FIG. 2 illustrates one embodiment of the present invention;
(A) is a sectional view, and (b) is a top view.

3A and 3B show another embodiment according to the present invention, wherein FIG. 3A is an exploded perspective view before assembling, and FIG. 3B is a cross-sectional view after assembling.

FIG. 4 is a sectional view showing a conventional magnetic sensor mounting structure.

FIG. 5 is a cross-sectional view showing a mounting structure of the magnetic sensor, in which (a) is a cross-sectional view showing a state immediately before mounting;
(B) is sectional drawing which shows the state after attachment.

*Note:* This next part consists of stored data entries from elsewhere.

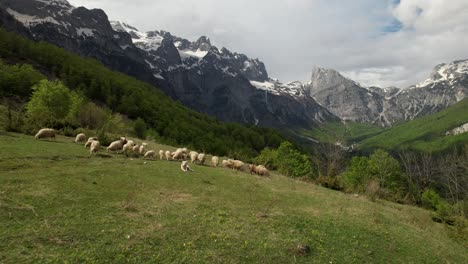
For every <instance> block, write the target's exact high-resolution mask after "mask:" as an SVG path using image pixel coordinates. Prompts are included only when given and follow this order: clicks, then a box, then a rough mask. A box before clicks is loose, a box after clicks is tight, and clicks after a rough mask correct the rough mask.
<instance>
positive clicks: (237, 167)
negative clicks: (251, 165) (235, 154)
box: [232, 160, 245, 170]
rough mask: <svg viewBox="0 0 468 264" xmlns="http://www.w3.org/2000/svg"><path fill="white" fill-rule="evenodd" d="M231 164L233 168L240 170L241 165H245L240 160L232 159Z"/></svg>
mask: <svg viewBox="0 0 468 264" xmlns="http://www.w3.org/2000/svg"><path fill="white" fill-rule="evenodd" d="M232 164H233V169H235V170H242V167H244V165H245V164H244V162H242V161H240V160H233V161H232Z"/></svg>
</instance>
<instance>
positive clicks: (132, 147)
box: [122, 140, 135, 154]
mask: <svg viewBox="0 0 468 264" xmlns="http://www.w3.org/2000/svg"><path fill="white" fill-rule="evenodd" d="M134 145H135V143H134V142H133V140H129V141H128V142H127V143H125V145H123V148H122V151H123V152H124V153H125V154H127V151H130V150H133V146H134Z"/></svg>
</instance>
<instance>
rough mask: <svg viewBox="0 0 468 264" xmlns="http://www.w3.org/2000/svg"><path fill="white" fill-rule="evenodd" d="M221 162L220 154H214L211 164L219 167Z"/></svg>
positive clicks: (211, 159) (215, 166) (211, 165)
mask: <svg viewBox="0 0 468 264" xmlns="http://www.w3.org/2000/svg"><path fill="white" fill-rule="evenodd" d="M218 164H219V158H218V156H213V157H211V166H213V167H218Z"/></svg>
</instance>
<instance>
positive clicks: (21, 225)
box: [0, 132, 468, 263]
mask: <svg viewBox="0 0 468 264" xmlns="http://www.w3.org/2000/svg"><path fill="white" fill-rule="evenodd" d="M72 140H73V139H72V138H67V137H62V136H59V137H58V138H57V140H55V141H54V140H52V141H47V140H43V141H38V140H35V139H34V138H33V137H32V136H26V135H22V134H14V133H5V132H0V144H1V145H2V150H1V151H0V263H39V262H52V263H54V262H60V263H83V262H86V263H122V262H126V263H468V243H467V241H463V240H462V239H461V238H459V237H457V235H456V234H457V232H456V231H457V230H454V229H453V228H454V227H450V226H447V225H444V224H439V223H436V222H433V221H432V220H431V212H429V211H426V210H424V209H420V208H415V207H411V206H406V205H400V204H395V203H390V202H385V201H380V200H378V201H376V202H372V201H370V200H368V199H367V198H365V197H363V196H354V195H352V194H344V193H341V192H337V191H332V190H329V189H325V188H322V187H318V186H316V185H313V184H310V183H305V182H301V181H296V180H293V179H291V178H287V177H284V176H281V175H277V174H274V173H273V175H272V177H271V178H262V177H257V176H253V175H250V174H248V173H244V172H233V171H231V170H228V169H225V168H212V167H209V166H200V165H193V167H192V168H193V169H194V170H195V171H194V172H191V173H184V172H182V171H181V170H180V168H179V163H178V162H169V161H161V160H155V161H143V160H141V159H135V158H126V157H125V156H123V155H117V154H111V155H108V154H107V153H105V151H103V150H101V152H100V154H99V155H98V156H93V157H90V156H89V152H88V150H87V149H85V148H84V147H83V145H80V144H75V143H73V142H72ZM160 148H163V149H171V148H169V147H166V146H160V145H157V144H155V143H151V144H150V149H155V150H159V149H160Z"/></svg>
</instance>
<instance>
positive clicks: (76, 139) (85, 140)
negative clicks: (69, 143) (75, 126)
mask: <svg viewBox="0 0 468 264" xmlns="http://www.w3.org/2000/svg"><path fill="white" fill-rule="evenodd" d="M84 141H86V135H85V134H84V133H80V134H78V135H76V137H75V143H81V142H84Z"/></svg>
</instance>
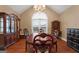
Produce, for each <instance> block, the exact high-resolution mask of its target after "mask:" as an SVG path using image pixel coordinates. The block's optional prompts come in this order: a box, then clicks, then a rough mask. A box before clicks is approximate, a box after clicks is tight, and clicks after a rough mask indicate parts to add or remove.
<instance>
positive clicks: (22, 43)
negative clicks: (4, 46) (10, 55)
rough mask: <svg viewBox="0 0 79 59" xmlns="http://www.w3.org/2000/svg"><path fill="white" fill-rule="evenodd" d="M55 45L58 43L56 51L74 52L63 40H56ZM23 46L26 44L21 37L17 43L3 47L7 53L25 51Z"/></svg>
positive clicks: (20, 52)
mask: <svg viewBox="0 0 79 59" xmlns="http://www.w3.org/2000/svg"><path fill="white" fill-rule="evenodd" d="M57 45H58V49H57V50H58V52H57V53H75V52H76V51H74V50H73V49H72V48H70V47H68V46H67V43H66V42H65V41H63V40H58V42H57ZM25 46H26V45H25V40H24V39H21V40H20V41H18V42H17V43H15V44H13V45H12V46H10V47H8V48H7V49H5V51H6V52H7V53H26V49H25Z"/></svg>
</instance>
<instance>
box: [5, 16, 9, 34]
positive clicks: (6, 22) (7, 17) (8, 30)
mask: <svg viewBox="0 0 79 59" xmlns="http://www.w3.org/2000/svg"><path fill="white" fill-rule="evenodd" d="M6 33H10V16H6Z"/></svg>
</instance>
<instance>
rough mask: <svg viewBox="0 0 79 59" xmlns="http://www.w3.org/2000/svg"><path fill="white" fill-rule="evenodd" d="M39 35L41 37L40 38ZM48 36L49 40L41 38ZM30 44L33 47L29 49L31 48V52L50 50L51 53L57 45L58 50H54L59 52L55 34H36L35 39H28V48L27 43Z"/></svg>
mask: <svg viewBox="0 0 79 59" xmlns="http://www.w3.org/2000/svg"><path fill="white" fill-rule="evenodd" d="M38 37H39V38H38ZM41 38H42V39H45V38H47V40H41ZM28 44H30V45H32V47H31V48H30V47H29V49H31V50H32V51H31V52H36V53H37V52H38V50H39V51H40V52H42V53H44V52H46V51H48V52H49V53H50V52H52V49H53V48H55V47H56V51H53V52H57V40H56V39H54V38H53V36H51V35H49V34H45V33H42V34H40V35H36V36H35V37H34V39H33V41H28V40H27V41H26V48H27V45H28Z"/></svg>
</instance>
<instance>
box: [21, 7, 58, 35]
mask: <svg viewBox="0 0 79 59" xmlns="http://www.w3.org/2000/svg"><path fill="white" fill-rule="evenodd" d="M34 12H35V11H34V9H33V7H31V8H30V9H28V10H27V11H25V12H24V13H22V14H21V29H22V30H23V29H24V28H28V30H29V32H30V33H32V15H33V13H34ZM44 12H45V13H46V14H47V16H48V33H51V22H52V21H54V20H59V15H58V14H57V13H56V12H55V11H53V10H51V9H49V8H48V7H46V10H45V11H44ZM21 34H23V32H21Z"/></svg>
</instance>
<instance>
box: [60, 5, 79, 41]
mask: <svg viewBox="0 0 79 59" xmlns="http://www.w3.org/2000/svg"><path fill="white" fill-rule="evenodd" d="M60 21H61V25H62V26H61V30H62V37H63V38H64V40H65V41H66V40H67V28H79V6H72V7H71V8H69V9H68V10H66V11H65V12H64V13H62V14H61V20H60Z"/></svg>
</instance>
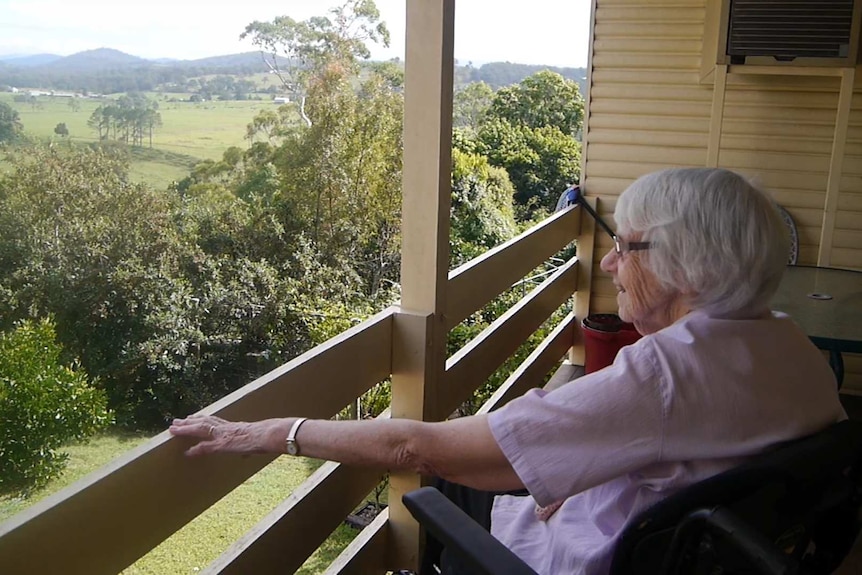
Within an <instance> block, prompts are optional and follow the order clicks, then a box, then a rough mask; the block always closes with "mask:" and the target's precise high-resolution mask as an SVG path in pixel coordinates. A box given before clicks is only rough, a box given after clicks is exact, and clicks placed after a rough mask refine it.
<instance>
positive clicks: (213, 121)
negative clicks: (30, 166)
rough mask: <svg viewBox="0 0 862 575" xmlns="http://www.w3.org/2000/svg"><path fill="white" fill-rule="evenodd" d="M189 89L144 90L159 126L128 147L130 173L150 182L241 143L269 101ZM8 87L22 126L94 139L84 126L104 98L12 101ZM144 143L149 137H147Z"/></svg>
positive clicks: (12, 106) (132, 177) (91, 131)
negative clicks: (131, 147) (161, 122)
mask: <svg viewBox="0 0 862 575" xmlns="http://www.w3.org/2000/svg"><path fill="white" fill-rule="evenodd" d="M188 96H189V95H188V94H149V97H150V98H151V99H154V100H156V101H157V102H158V103H159V113H160V114H161V116H162V127H161V128H158V129H156V131H155V133H154V135H153V147H152V149H150V148H149V147H145V148H141V149H135V150H132V165H131V170H130V172H131V177H132V178H133V179H134V180H135V181H138V182H144V183H147V184H149V185H151V186H153V187H155V188H164V187H166V186H167V185H168V184H170V183H171V182H172V181H176V180H179V179H181V178H183V177H185V176H186V175H188V172H189V170H190V169H191V167H192V166H193V165H194V164H195V163H196V162H199V161H201V160H205V159H213V160H214V159H219V158H221V156H222V153H223V152H224V151H225V150H226V149H227V148H229V147H230V146H239V147H242V148H245V147H247V146H248V141H247V140H245V132H246V125H247V124H248V123H249V122H251V120H252V118H253V117H254V115H255V114H256V113H257V112H258V111H259V110H262V109H269V108H272V107H273V106H274V104H272V102H271V100H269V99H268V96H261V97H262V98H265V99H263V100H246V101H215V102H196V103H195V102H188V101H172V100H180V99H187V98H188ZM13 97H14V95H13V94H11V93H0V101H2V102H6V103H8V104H9V105H11V106H12V107H13V108H15V109H16V110H17V111H18V114H19V115H20V117H21V123H22V124H23V125H24V131H25V132H26V133H27V134H29V135H31V136H34V137H36V138H38V139H41V140H52V141H59V140H61V138H60V137H59V136H57V135H56V134H55V133H54V128H55V127H56V126H57V124H59V123H60V122H64V123H65V124H66V127H67V128H68V130H69V138H68V139H69V140H71V142H72V143H78V144H86V143H91V142H96V141H97V140H98V134H97V133H96V131H95V130H93V129H92V128H89V127H88V126H87V120H89V118H90V116H91V115H92V113H93V111H94V110H95V109H96V108H97V107H98V106H99V105H100V104H102V103H104V101H105V100H97V99H88V98H76V99H75V101H76V102H77V103H78V105H79V106H80V109H78V110H74V109H72V107H71V106H70V103H69V102H70V99H69V98H57V97H50V96H40V97H38V99H37V103H36V105H31V104H27V103H21V102H15V101H14V100H13ZM146 144H147V146H148V145H149V142H146Z"/></svg>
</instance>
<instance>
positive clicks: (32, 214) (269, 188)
mask: <svg viewBox="0 0 862 575" xmlns="http://www.w3.org/2000/svg"><path fill="white" fill-rule="evenodd" d="M348 31H349V33H348ZM245 35H246V36H247V37H248V38H249V39H250V40H252V42H253V43H254V44H255V45H256V46H259V47H260V48H261V50H262V53H256V58H257V60H258V62H261V63H262V65H264V66H267V67H268V68H271V69H273V70H274V72H275V73H274V74H272V77H273V78H275V79H277V82H278V86H277V87H278V90H279V92H280V93H283V94H287V95H288V96H289V102H287V103H285V104H283V105H281V106H275V105H273V104H269V107H266V108H263V109H261V110H260V111H259V112H257V113H256V114H255V115H254V116H253V117H249V119H248V125H247V127H246V130H245V133H244V134H241V137H244V138H245V144H244V145H242V146H232V147H228V148H227V149H224V150H223V151H222V153H221V154H219V157H218V158H217V159H209V160H203V161H200V162H198V163H197V164H196V165H195V166H194V167H193V168H192V169H191V170H190V171H189V172H188V173H187V174H186V175H185V176H184V177H182V178H179V179H177V180H176V181H175V182H174V183H173V184H172V185H170V186H169V187H167V188H165V187H158V186H154V185H151V184H148V183H146V182H144V183H139V182H134V181H133V180H132V179H131V178H130V177H129V158H130V157H133V156H130V155H129V150H130V149H133V148H136V147H139V146H142V145H145V144H146V137H145V136H146V133H147V132H146V129H147V126H149V129H150V130H152V129H157V126H158V123H157V122H156V120H157V118H158V119H159V121H161V119H160V116H158V113H159V112H157V110H158V106H157V105H154V104H155V103H156V102H155V101H154V100H150V99H147V98H145V97H142V96H140V95H135V94H127V95H124V96H122V97H119V98H114V99H109V100H105V101H104V102H100V103H99V105H98V108H96V109H95V110H96V112H98V114H97V113H96V112H93V114H94V115H93V116H92V117H91V120H92V121H93V123H92V126H91V129H92V130H93V141H92V142H90V143H80V144H75V143H73V142H72V141H70V140H69V139H68V137H67V136H68V132H67V134H66V136H64V135H62V134H61V133H60V131H58V130H59V125H58V126H57V129H55V133H56V134H57V136H58V137H59V139H58V138H54V139H53V140H52V142H50V143H45V142H44V141H40V139H39V138H38V137H35V136H33V135H32V134H30V133H28V127H27V125H26V123H25V122H22V120H21V115H20V114H19V111H18V109H17V108H16V107H15V106H16V105H25V104H26V105H30V104H29V103H23V102H22V103H20V104H18V103H15V102H13V104H14V105H9V104H5V103H3V102H0V156H2V158H0V160H2V162H3V165H2V169H0V332H2V333H4V334H5V335H4V336H3V337H4V338H6V339H5V340H3V341H12V342H15V341H25V340H26V341H29V342H31V343H32V342H33V341H36V342H37V343H38V342H41V343H38V344H35V343H34V344H32V345H31V344H28V346H27V347H26V348H22V349H24V350H25V351H26V350H31V351H29V352H27V353H29V354H30V355H29V356H26V357H22V356H21V355H20V354H19V355H16V356H15V360H14V362H13V361H5V362H4V356H3V354H7V356H8V355H9V354H10V353H11V352H8V351H7V349H8V348H9V346H7V347H3V346H2V345H0V385H2V386H4V387H3V389H4V393H3V394H0V402H2V401H11V399H9V398H11V397H13V395H12V394H11V391H10V392H9V393H7V391H9V390H12V391H14V390H18V389H20V390H24V391H26V390H25V389H24V388H22V387H20V386H19V387H15V386H12V385H11V384H10V381H12V379H11V378H12V377H13V376H12V375H10V373H9V372H4V371H3V370H4V366H9V365H12V364H13V363H14V364H15V365H19V364H22V363H23V364H26V365H31V364H32V365H34V366H38V365H40V362H39V361H36V360H35V359H34V357H32V356H33V353H37V352H34V351H32V350H38V349H40V346H41V347H42V348H46V349H47V348H48V347H50V346H53V347H52V349H57V353H56V361H55V362H54V363H55V365H53V366H50V365H49V366H45V368H46V369H48V368H50V369H65V370H67V371H68V372H69V373H70V374H72V375H70V376H69V377H70V378H71V380H73V381H74V383H75V385H76V386H78V387H81V386H84V387H87V388H89V389H92V390H96V391H95V394H94V396H93V397H94V399H93V400H92V401H91V402H90V403H89V404H88V405H89V408H88V409H89V412H88V414H89V419H87V418H84V421H83V422H81V425H80V426H79V427H81V429H82V430H85V431H89V430H92V429H94V428H96V427H98V426H102V425H104V424H106V422H107V421H109V420H111V419H112V420H113V421H114V422H115V423H116V424H119V425H121V426H124V427H128V428H133V429H160V428H162V427H163V426H164V422H165V420H166V419H169V418H171V417H173V416H185V415H187V414H188V413H191V412H194V411H196V410H198V409H200V408H201V407H202V406H205V405H207V404H209V403H211V402H212V401H214V400H216V399H218V398H220V397H222V396H224V395H225V394H226V393H229V392H230V391H232V390H234V389H237V388H238V387H240V386H242V385H244V384H246V383H248V382H249V381H251V380H252V379H254V378H255V377H257V376H259V375H261V374H262V373H265V372H267V371H269V370H271V369H273V368H275V367H277V366H279V365H281V364H283V363H285V362H286V361H287V360H289V359H291V358H293V357H295V356H296V355H297V354H299V353H302V352H303V351H306V350H308V349H309V348H311V347H312V346H314V345H317V344H319V343H321V342H323V341H325V340H327V339H328V338H330V337H332V336H333V335H335V334H337V333H339V332H341V331H343V330H345V329H346V328H348V327H350V326H352V325H354V324H356V323H357V322H359V321H361V320H362V319H364V318H366V317H368V316H369V315H370V314H372V313H374V312H376V311H378V310H380V309H382V308H383V307H385V306H387V305H391V304H392V303H394V302H397V301H398V299H399V297H400V286H399V281H400V278H399V268H400V238H401V217H400V216H401V214H400V209H401V166H402V149H403V145H402V130H403V107H404V94H403V89H402V88H403V72H402V69H401V66H400V65H399V64H398V63H396V62H389V63H374V64H369V63H368V62H367V58H368V55H369V50H368V44H370V43H374V42H379V43H386V42H388V31H387V29H386V27H385V24H384V23H382V22H380V19H379V13H378V12H377V10H376V7H375V6H374V4H373V2H355V1H354V0H348V1H347V2H345V4H344V5H343V6H341V7H340V8H337V9H335V11H334V13H333V14H330V15H329V17H328V18H313V19H310V20H306V21H295V20H293V19H290V18H287V17H284V18H279V19H276V20H274V21H272V22H252V23H250V24H249V25H248V26H247V28H246V30H245ZM114 56H116V55H114ZM264 58H266V59H268V62H269V63H268V64H266V63H265V60H264ZM55 64H56V63H55ZM510 66H511V65H510ZM483 68H484V67H483ZM39 69H41V70H42V72H41V73H44V71H45V70H46V68H44V67H38V66H37V67H34V68H33V69H32V71H33V72H34V73H35V72H36V71H37V70H39ZM53 69H56V66H55V67H54V68H53ZM158 69H159V67H158V66H155V65H152V66H150V67H149V68H146V70H150V71H153V73H154V74H155V73H156V72H155V71H156V70H158ZM163 69H164V70H173V71H174V72H172V73H177V74H180V75H182V74H187V73H188V74H189V75H190V72H189V71H188V70H189V69H187V68H186V69H184V68H182V67H181V66H174V67H164V68H163ZM492 69H494V68H492ZM505 69H506V68H505V66H504V67H503V68H502V70H505ZM518 70H519V72H517V74H520V73H525V74H526V73H528V72H530V70H532V69H528V68H518ZM19 73H20V72H19ZM148 73H149V72H141V74H138V73H137V72H133V71H132V70H127V71H124V72H122V73H120V72H118V74H120V76H117V78H120V77H123V78H126V77H127V78H129V79H132V78H138V81H141V82H143V81H149V80H146V78H148V77H149V76H147V74H148ZM513 74H514V72H513ZM503 75H504V72H502V71H498V72H497V73H496V75H495V76H494V77H496V78H502V77H503ZM182 77H184V78H186V79H185V80H182V81H184V82H188V81H190V80H189V78H190V76H182ZM217 77H218V76H216V78H217ZM141 78H143V80H142V79H141ZM177 78H180V76H178V77H177ZM68 79H69V81H72V79H73V78H72V77H71V76H69V78H68ZM177 81H180V80H177ZM211 81H212V79H211ZM274 81H276V80H274ZM495 81H496V80H495ZM500 81H502V80H500ZM197 86H198V89H201V87H202V84H201V82H200V81H198V83H197ZM70 101H72V102H74V101H75V100H70ZM184 105H188V106H196V104H192V103H187V104H184ZM187 110H188V113H191V112H192V111H193V110H198V108H191V107H190V108H187ZM200 111H205V110H204V109H203V108H200ZM216 111H217V109H216ZM103 120H104V122H103ZM138 120H140V122H142V123H141V124H140V126H139V127H138V128H136V127H135V126H136V125H137V124H135V123H134V122H136V121H138ZM454 120H455V125H456V128H455V132H454V136H453V137H454V140H453V146H454V150H453V169H452V208H451V209H452V212H451V218H452V220H451V221H452V226H451V237H450V243H451V262H450V263H451V265H452V266H453V267H454V266H457V265H459V264H461V263H463V262H465V261H468V260H469V259H471V258H473V257H475V256H477V255H479V254H481V253H482V252H484V251H485V250H487V249H488V248H490V247H492V246H495V245H497V244H499V243H501V242H503V241H506V240H507V239H509V238H511V237H513V236H514V235H515V234H516V233H518V232H519V231H520V230H521V229H524V227H526V226H529V225H530V224H531V222H533V221H535V220H536V219H537V218H540V217H543V216H544V215H546V214H547V213H548V212H549V211H550V210H552V209H553V206H554V204H555V201H556V199H557V197H558V196H559V194H560V192H561V191H562V190H564V189H565V188H566V187H567V186H568V185H570V184H572V183H574V182H575V181H577V179H578V170H579V164H580V144H579V142H578V139H577V137H578V135H579V133H580V130H581V126H582V122H583V99H582V97H581V95H580V90H579V88H578V84H577V83H575V82H573V81H571V80H567V79H566V78H564V77H562V76H561V75H560V74H558V73H555V72H553V71H549V70H543V71H536V72H535V73H531V74H529V75H528V76H526V77H525V78H523V79H522V80H521V81H519V82H516V83H514V84H511V85H507V86H506V87H503V88H495V85H492V84H491V83H490V82H487V83H486V82H483V81H476V82H471V83H469V84H466V85H463V86H462V87H461V88H459V89H458V90H457V92H456V94H455V117H454ZM211 121H212V122H213V123H217V122H218V118H217V116H213V117H212V120H211ZM64 128H65V124H64ZM126 129H128V130H129V131H128V132H124V130H126ZM97 134H98V137H96V135H97ZM124 134H125V135H124ZM117 140H119V141H117ZM513 297H514V295H513V294H504V296H502V297H501V298H500V299H499V300H498V301H495V302H492V304H490V305H489V307H488V308H486V309H485V310H482V311H481V312H479V313H477V314H475V315H474V316H473V317H471V318H468V320H466V321H465V322H464V323H462V324H461V325H459V326H458V327H456V328H455V329H454V330H453V332H452V334H451V345H452V347H453V349H455V348H457V347H459V346H460V345H463V343H464V342H466V341H467V340H468V339H469V338H471V337H473V336H474V335H475V334H477V333H478V332H479V331H480V330H481V329H483V328H484V327H485V326H487V325H488V323H489V322H490V321H493V319H494V318H495V317H496V316H497V314H499V313H500V310H501V309H505V307H506V305H507V304H509V303H511V301H512V298H513ZM535 337H537V338H540V337H542V333H541V332H538V333H537V334H536V336H535ZM28 338H29V339H28ZM10 345H11V344H10ZM12 347H15V346H12ZM25 355H26V354H25ZM9 357H11V356H9ZM28 358H29V359H28ZM7 359H8V358H7ZM34 369H35V371H33V372H32V373H30V374H29V375H27V377H30V378H35V379H34V381H35V380H37V379H38V378H39V377H43V375H40V374H39V373H38V369H36V368H34ZM16 373H17V372H16ZM73 376H74V377H73ZM15 377H21V376H18V375H16V376H15ZM502 377H503V376H502V375H499V376H497V379H495V380H493V381H491V382H489V385H491V386H493V384H494V383H495V382H498V381H501V378H502ZM27 389H30V388H27ZM36 389H38V386H36ZM70 389H77V388H72V387H70ZM378 391H379V390H378ZM484 392H485V393H487V392H488V390H484ZM22 393H23V391H22ZM27 393H30V391H27ZM76 393H81V392H80V390H78V391H76ZM33 397H36V396H33ZM88 397H89V396H88ZM381 397H382V398H384V399H385V397H386V393H385V389H384V391H383V392H382V393H375V394H372V395H369V396H367V397H366V402H365V404H364V405H363V410H364V411H365V412H366V413H369V414H372V413H377V412H379V410H380V409H381V405H380V403H379V402H380V401H381ZM19 400H20V402H21V405H23V406H25V407H26V408H27V409H30V408H32V409H33V410H34V414H33V415H32V419H33V420H34V421H35V420H37V419H38V418H39V417H46V418H48V419H51V418H54V417H55V415H56V414H55V413H53V412H51V404H50V402H48V401H47V400H45V401H42V400H41V399H39V398H38V397H36V399H33V398H32V397H31V396H30V395H26V393H25V394H24V395H22V396H21V397H20V398H19ZM31 403H32V404H33V405H31ZM16 405H17V404H16ZM106 408H107V409H106ZM21 409H24V407H22V408H21ZM108 410H110V411H108ZM46 429H47V428H46ZM19 433H20V430H18V429H13V428H12V427H11V424H9V423H6V422H3V423H0V450H2V449H3V445H2V442H3V441H12V442H14V441H15V437H16V436H17V434H19ZM81 433H84V431H81V432H80V433H79V435H80V434H81ZM69 434H70V435H74V433H73V432H72V431H70V432H69ZM46 445H48V443H46ZM50 445H53V444H50ZM50 445H49V447H48V449H51V447H50ZM36 459H38V458H36ZM4 465H5V463H4ZM11 474H12V472H11V471H9V470H8V469H0V477H3V476H5V475H9V476H11ZM16 477H17V476H16ZM35 477H36V480H39V479H40V478H43V475H38V474H37V475H36V476H35ZM12 487H16V488H17V483H16V484H15V485H12V484H6V485H3V484H0V491H2V489H3V488H6V489H11V488H12Z"/></svg>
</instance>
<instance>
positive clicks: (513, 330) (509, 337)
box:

FIG. 6 is a cross-sectional view showing a mounting structure of the magnetic sensor, in which (a) is a cross-sectional view showing a state immediately before mounting.
(B) is sectional drawing which shows the state after attachment.

[Explanation of symbols]

 DESCRIPTION OF SYMBOLS 10 Magnetic sensor 11 Chip board 12 Magnetic sensing part 13a, 13b, 13c Electrode part 14 Back surface 15 Bottom 20 Circuit board 21 Land 21a Land end 24 Board positioning part 30 Solder 40 Magnetic recording medium 50 Holder 52 Positioning part

──────────────────────────────────────────────────続 き Continued on the front page (51) Int.Cl. ⁶ Identification code Agency reference number FI Technical display location H02K 11/00 C

Claims (3)

[Claims] 1. A magnetic sensor having a magnetic sensing part formed on an insulating chip substrate and an electrode part for solder joint connected to the magnetic sensing part is provided on a land formed on a circuit board. In the mounting structure of the magnetic sensor connected by soldering, the magnetic sensor is mounted such that the bottom surface covers one end of the land, and the electrode portion and the land are connected to each other. A mounting structure for a magnetic sensor. 2. The mounting structure of a magnetic sensor according to claim 1, wherein the end of the land is located on the back side of a center line between the surface having the magnetic sensing portion and the back surface of the magnetic sensor. A magnetic sensor mounting structure, wherein the magnetic sensor is mounted on the land. 3. The mounting structure for a magnetic sensor according to claim 1, wherein the magnetic sensor is held by a holder having a positioning portion, and a substrate positioning portion formed near the positioning portion of the holder and the land. And a mounting structure for the magnetic sensor.